Sunday, 8 January 2012

Resolution? Perhaps not...

#36

   The end of the first week in January is about the right time to unfasten, reveal or release those New Year’s Resolutions – if indeed any were made. What seemed like “a good idea” when seen through a glass, darkly, on New Year’s Eve should by now have congealed into a healing crust over last year’s wounds, ready to be scratched and picked before being flicked away to lodge forgotten for another twelve months in that derelict, tinsel-strewn corner of the mind where it is forever Christmas - day twelve.

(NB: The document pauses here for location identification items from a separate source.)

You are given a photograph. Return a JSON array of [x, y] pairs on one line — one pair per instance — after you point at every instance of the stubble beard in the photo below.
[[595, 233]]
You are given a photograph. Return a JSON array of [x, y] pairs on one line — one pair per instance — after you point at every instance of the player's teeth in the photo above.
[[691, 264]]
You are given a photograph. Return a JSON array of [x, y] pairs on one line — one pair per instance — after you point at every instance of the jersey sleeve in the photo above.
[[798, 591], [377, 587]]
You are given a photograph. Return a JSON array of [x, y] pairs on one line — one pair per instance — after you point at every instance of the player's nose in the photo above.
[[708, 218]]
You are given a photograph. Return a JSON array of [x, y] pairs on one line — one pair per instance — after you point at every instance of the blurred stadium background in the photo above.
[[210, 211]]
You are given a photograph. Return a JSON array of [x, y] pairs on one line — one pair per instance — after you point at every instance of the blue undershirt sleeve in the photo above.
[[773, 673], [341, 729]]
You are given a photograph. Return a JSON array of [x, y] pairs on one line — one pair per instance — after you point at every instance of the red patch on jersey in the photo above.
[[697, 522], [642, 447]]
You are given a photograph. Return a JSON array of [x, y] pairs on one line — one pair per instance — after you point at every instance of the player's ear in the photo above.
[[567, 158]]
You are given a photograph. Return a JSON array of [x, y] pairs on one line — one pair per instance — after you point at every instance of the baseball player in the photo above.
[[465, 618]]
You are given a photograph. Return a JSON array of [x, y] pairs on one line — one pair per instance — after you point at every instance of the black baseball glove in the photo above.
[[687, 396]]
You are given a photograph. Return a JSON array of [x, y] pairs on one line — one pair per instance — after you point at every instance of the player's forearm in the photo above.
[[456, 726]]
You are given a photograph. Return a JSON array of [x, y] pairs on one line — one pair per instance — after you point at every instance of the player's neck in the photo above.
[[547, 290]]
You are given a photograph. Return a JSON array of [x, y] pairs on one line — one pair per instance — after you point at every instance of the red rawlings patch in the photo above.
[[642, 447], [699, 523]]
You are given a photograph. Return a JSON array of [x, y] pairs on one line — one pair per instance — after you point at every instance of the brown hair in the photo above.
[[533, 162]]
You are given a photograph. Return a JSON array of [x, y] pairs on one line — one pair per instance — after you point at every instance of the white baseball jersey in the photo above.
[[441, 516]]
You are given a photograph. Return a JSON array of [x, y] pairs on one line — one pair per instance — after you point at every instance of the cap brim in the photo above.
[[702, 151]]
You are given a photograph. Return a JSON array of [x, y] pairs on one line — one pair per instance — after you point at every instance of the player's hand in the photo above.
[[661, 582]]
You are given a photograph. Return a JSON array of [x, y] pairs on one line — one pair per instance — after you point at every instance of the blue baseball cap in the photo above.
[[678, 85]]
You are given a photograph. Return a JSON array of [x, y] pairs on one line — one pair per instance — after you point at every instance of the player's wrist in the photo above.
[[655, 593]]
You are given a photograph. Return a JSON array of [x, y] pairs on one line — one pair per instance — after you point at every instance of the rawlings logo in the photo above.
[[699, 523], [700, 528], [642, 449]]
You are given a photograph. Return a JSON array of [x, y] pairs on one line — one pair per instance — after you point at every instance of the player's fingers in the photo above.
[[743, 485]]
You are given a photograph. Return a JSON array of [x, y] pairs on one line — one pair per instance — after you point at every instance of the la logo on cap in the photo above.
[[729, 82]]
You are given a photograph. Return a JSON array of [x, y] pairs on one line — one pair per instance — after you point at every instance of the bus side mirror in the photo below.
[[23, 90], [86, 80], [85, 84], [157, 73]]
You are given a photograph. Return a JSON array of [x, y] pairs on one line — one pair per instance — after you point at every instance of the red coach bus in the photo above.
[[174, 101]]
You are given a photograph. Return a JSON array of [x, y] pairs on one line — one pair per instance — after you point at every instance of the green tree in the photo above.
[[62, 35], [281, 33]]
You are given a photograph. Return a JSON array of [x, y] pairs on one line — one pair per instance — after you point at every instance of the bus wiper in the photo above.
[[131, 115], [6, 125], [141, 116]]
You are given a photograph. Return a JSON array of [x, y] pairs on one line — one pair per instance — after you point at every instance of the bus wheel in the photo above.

   The very idea of making New Year’s Resolutions is, of course, hopelessly optimistic and betrays a child-like naivety; a belief that there is something we could do – or some habit we could change - that would make things better. Something as facile as Amazon’s yawn-inducing “The last customer also bought….”

  Calling a meeting or forming a committee usually generates a ‘resolution’ or two. Try doing that on New Year’s Eve and already the process seems complicated and unattractive. A case of ‘Gordian Knot Syndrome’ if ever there was one. Most of us can cut through any problem provided we are sufficiently ignorant of its complexity. Trouble is, for a lasting resolution to problems in the real world, you probably have to unravel the knot, not just slice arbitrarily through the tangle.

  • Resolved! Change discord into harmony,
  • Resolved! Reduce or separate matters into their constituent parts or components,
  • Resolved! Replace a single force by two or more other, more preferable, forces which are jointly equivalent to it,
  • Resolved! Adopt a measured approach and achieve an appropriate degree of detail…

…. All of which brings our New Year’s Resolution down to something quantifiable in terms of, say, the number of dots per unit of area. Ultimately, it’s all just a question of dottiness.

  • Resolved! Can’t say fairer than that, can we?